Table of Contents
Aeolus is managed following an enhanced community condominium model. Investors (individual researchers or groups of affiliated researchers) purchase compute nodes (or storage) from a catalogue of nodes (and storage options). The Aeolus Investment Catalogue offers compute resources that have been verified for compatibility. The Catalog will be updated as vendor prices change, at least annually. Once purchased, such nodes are integrated into Aeolus, and administered by the Aeolus systems administrators. The VCEA Aeolus enhanced community condominium model for HPC allows individual investors and groups to access more computing resources and storage than would be possible by individually purchasing and managing a comparable standalone system, for a given level of investment of funds and faculty and staff time.
In an effort to support the unique computing needs of research computing, VCEA has committed to supporting the creation of both an annual budget and service center to help supplement infrastructure costs.
Computer components have a finite useful life. For purposes of Aeolus management, compute nodes and disk drives are assumed to have useful lifetimes of 5 years. Some individual components will fail sooner and some will last longer. The fact that components have limited lifetimes has implications in terms of Aeolus management, investment timing, and user data management. After five years compute nodes will be deprecated, perhaps be used for parts, low priority computing, and eventually retired. The investor is not responsible for node disposal after the useful life of that node has expired; Aeolus management assumes responsibility for such e-waste disposal. The fact that components have predictably limited useful lifetimes implies that long-term projects must plan in their proposal budgets for intermittent re-investment.

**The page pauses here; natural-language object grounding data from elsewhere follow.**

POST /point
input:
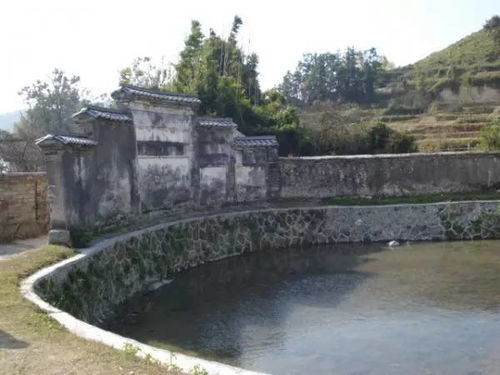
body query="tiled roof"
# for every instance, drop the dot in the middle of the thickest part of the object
(216, 122)
(67, 140)
(103, 113)
(156, 94)
(258, 141)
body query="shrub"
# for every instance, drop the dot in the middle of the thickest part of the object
(383, 139)
(490, 136)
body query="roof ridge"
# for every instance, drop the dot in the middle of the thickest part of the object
(105, 109)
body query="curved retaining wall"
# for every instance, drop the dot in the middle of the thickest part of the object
(86, 288)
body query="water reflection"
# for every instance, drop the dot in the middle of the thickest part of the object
(424, 308)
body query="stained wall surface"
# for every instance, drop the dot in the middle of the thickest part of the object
(23, 205)
(390, 175)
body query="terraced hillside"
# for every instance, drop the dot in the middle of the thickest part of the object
(454, 129)
(443, 100)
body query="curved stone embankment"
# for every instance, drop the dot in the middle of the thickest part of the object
(86, 288)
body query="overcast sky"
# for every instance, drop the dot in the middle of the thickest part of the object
(95, 39)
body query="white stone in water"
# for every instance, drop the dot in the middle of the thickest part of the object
(159, 284)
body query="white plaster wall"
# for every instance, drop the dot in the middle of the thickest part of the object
(210, 176)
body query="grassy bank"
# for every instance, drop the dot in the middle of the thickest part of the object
(33, 343)
(429, 198)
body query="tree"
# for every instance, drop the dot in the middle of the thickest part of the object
(226, 80)
(350, 77)
(145, 73)
(51, 105)
(492, 26)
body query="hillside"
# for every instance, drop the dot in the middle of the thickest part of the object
(473, 60)
(8, 119)
(442, 100)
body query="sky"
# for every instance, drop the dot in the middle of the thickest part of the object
(96, 38)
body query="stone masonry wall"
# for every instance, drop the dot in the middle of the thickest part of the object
(93, 284)
(390, 175)
(23, 205)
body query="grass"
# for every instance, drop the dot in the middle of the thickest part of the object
(475, 52)
(429, 198)
(33, 343)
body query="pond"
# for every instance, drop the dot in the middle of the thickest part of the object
(426, 308)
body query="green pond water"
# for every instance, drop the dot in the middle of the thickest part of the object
(426, 308)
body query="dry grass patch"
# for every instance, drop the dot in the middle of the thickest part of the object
(33, 343)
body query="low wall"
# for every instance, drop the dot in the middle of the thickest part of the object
(23, 205)
(391, 175)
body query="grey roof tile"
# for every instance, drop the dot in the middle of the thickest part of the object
(216, 122)
(156, 94)
(103, 113)
(67, 140)
(257, 141)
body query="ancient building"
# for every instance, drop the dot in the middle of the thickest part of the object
(153, 153)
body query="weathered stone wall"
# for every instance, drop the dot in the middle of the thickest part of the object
(256, 173)
(100, 185)
(112, 271)
(165, 150)
(392, 175)
(23, 205)
(215, 162)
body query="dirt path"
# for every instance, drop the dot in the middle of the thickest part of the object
(32, 343)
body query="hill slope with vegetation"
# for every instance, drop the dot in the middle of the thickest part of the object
(441, 102)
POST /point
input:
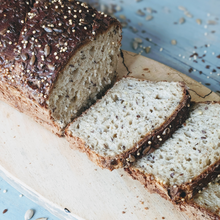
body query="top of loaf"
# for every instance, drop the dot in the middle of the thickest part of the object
(12, 19)
(54, 31)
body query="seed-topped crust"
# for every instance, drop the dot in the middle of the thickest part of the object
(146, 145)
(54, 31)
(12, 18)
(178, 193)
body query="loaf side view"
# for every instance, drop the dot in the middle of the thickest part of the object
(66, 56)
(186, 162)
(133, 119)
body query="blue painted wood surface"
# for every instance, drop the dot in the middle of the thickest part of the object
(195, 54)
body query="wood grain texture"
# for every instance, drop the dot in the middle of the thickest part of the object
(51, 173)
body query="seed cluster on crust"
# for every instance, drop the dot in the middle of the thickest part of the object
(12, 18)
(53, 32)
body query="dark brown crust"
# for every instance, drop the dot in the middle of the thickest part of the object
(197, 212)
(53, 33)
(178, 193)
(22, 93)
(12, 18)
(142, 147)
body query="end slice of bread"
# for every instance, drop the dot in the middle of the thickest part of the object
(188, 161)
(133, 119)
(206, 204)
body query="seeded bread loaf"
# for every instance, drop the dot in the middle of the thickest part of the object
(12, 17)
(66, 55)
(186, 162)
(133, 118)
(206, 204)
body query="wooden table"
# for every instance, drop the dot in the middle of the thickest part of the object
(192, 39)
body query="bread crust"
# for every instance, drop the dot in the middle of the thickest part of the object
(142, 147)
(177, 193)
(197, 212)
(27, 87)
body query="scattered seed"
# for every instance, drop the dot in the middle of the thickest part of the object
(211, 22)
(122, 17)
(141, 13)
(138, 40)
(24, 56)
(46, 50)
(32, 61)
(47, 29)
(149, 10)
(135, 45)
(199, 21)
(149, 17)
(181, 8)
(188, 14)
(118, 8)
(4, 211)
(29, 214)
(181, 20)
(124, 24)
(147, 50)
(173, 42)
(135, 30)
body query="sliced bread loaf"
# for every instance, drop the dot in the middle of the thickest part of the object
(186, 162)
(66, 56)
(206, 204)
(132, 119)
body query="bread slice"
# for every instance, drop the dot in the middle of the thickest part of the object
(188, 161)
(206, 204)
(66, 56)
(132, 119)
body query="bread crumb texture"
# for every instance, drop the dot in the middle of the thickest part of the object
(190, 151)
(129, 111)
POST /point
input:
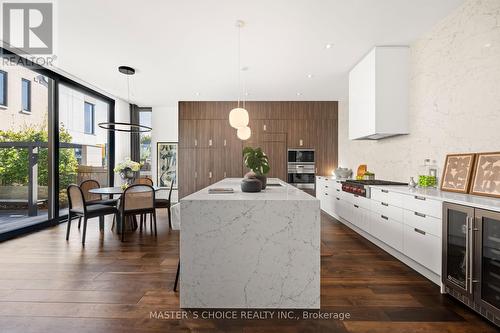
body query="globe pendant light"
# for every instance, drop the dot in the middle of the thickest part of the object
(238, 117)
(244, 133)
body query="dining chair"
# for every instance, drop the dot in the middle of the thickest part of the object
(176, 225)
(144, 181)
(138, 199)
(166, 203)
(92, 198)
(78, 207)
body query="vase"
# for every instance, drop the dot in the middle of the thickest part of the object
(127, 175)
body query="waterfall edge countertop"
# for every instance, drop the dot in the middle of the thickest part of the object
(272, 192)
(250, 250)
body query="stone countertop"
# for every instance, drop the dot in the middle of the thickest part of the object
(285, 192)
(457, 198)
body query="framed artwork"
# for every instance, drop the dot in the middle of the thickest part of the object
(166, 164)
(486, 180)
(457, 172)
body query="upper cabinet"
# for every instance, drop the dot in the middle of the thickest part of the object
(378, 94)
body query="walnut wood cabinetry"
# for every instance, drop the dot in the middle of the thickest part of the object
(209, 149)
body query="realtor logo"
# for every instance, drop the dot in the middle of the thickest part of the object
(28, 27)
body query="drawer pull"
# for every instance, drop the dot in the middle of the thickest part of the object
(419, 231)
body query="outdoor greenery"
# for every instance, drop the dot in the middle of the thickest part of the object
(256, 160)
(14, 161)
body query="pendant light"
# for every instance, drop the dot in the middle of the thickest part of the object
(238, 117)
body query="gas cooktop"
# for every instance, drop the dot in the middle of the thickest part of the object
(362, 187)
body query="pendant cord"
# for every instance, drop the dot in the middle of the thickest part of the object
(239, 64)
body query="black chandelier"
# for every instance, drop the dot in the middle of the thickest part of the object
(121, 126)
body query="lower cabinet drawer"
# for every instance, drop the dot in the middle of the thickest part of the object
(423, 205)
(423, 222)
(385, 209)
(422, 247)
(387, 230)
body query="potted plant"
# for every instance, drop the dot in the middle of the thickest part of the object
(127, 170)
(257, 161)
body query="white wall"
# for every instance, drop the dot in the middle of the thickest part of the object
(165, 123)
(454, 97)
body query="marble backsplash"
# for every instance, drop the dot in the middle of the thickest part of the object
(454, 97)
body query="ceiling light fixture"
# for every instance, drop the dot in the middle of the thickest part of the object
(244, 133)
(238, 117)
(124, 126)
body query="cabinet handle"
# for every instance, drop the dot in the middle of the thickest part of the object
(419, 231)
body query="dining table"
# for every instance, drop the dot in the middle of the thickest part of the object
(130, 223)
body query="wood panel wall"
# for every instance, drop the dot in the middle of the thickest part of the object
(210, 151)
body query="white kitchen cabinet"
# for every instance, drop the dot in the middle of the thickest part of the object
(423, 247)
(378, 94)
(387, 230)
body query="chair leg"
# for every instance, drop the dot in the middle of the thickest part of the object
(154, 218)
(69, 226)
(84, 230)
(169, 217)
(177, 275)
(122, 222)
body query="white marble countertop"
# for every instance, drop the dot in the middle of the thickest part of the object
(285, 192)
(457, 198)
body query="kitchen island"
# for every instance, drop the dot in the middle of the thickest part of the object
(250, 250)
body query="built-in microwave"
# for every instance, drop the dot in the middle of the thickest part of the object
(301, 156)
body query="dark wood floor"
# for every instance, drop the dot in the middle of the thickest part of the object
(49, 285)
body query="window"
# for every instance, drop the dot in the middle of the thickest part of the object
(26, 87)
(89, 118)
(3, 88)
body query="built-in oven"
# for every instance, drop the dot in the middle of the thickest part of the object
(301, 156)
(301, 168)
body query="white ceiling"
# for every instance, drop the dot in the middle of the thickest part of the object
(184, 47)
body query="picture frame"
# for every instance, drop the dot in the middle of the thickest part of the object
(166, 164)
(486, 179)
(457, 172)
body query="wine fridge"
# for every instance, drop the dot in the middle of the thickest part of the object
(471, 258)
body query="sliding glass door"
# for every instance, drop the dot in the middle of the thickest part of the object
(24, 147)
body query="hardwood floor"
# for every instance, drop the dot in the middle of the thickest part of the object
(50, 285)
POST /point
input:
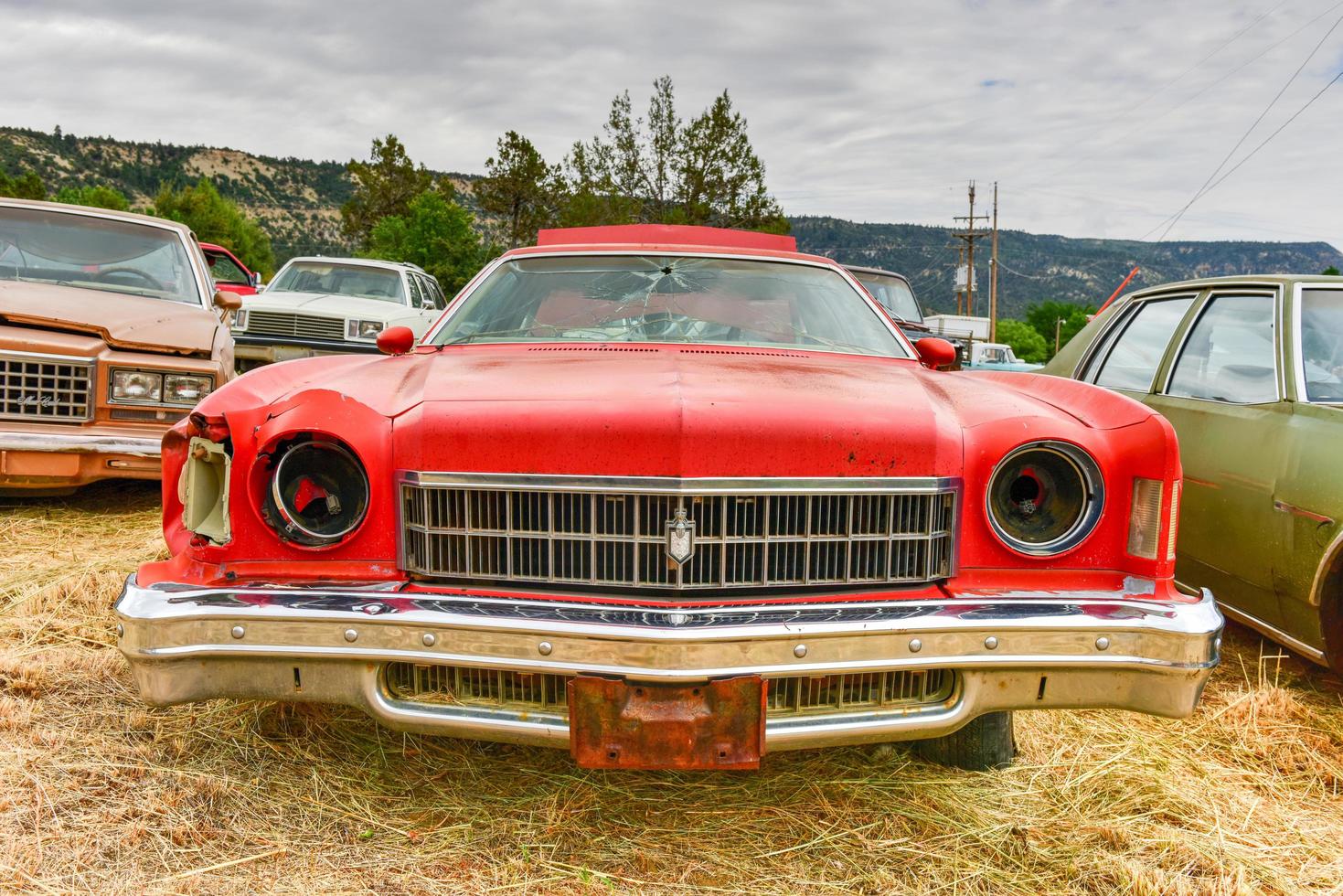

In an effort to recognize and honor investments into Aeolus before July 01, 2016, the following describes the policy for grandfathering equipment and access to the cluster. New investment practices allow for an expected useful lifetime of 5 years for compute node and storage.
Currently, Aeolus employs a round-robin scheduler via Torque and Maui.
With the implementation of the new virtual/redundant login and management servers, Aeolus will be migrating scheduling to the simple Linux user resource manager (SLURM). This will be a major step forward and may enable sharing compute resources with other peer clusters, leading to potential grid computing.
The following defines the policy for investing into Aeolus by purchasing compute nodes.
Standard compute nodes can be purchased from our Aeolus Investment Catalogue. Non-standard compute nodes can be purchased for special computing needs, based on the Aeolus Catalogue, in coordination with and after approval by the Aeolus systems administrators.
Investment in Aeolus through the purchase of a compute node guarantees access to Aeolus HPC for the duration of the 5-year hardware lifetime. Additional investments over time can renew the investor’s continuous access to the cluster.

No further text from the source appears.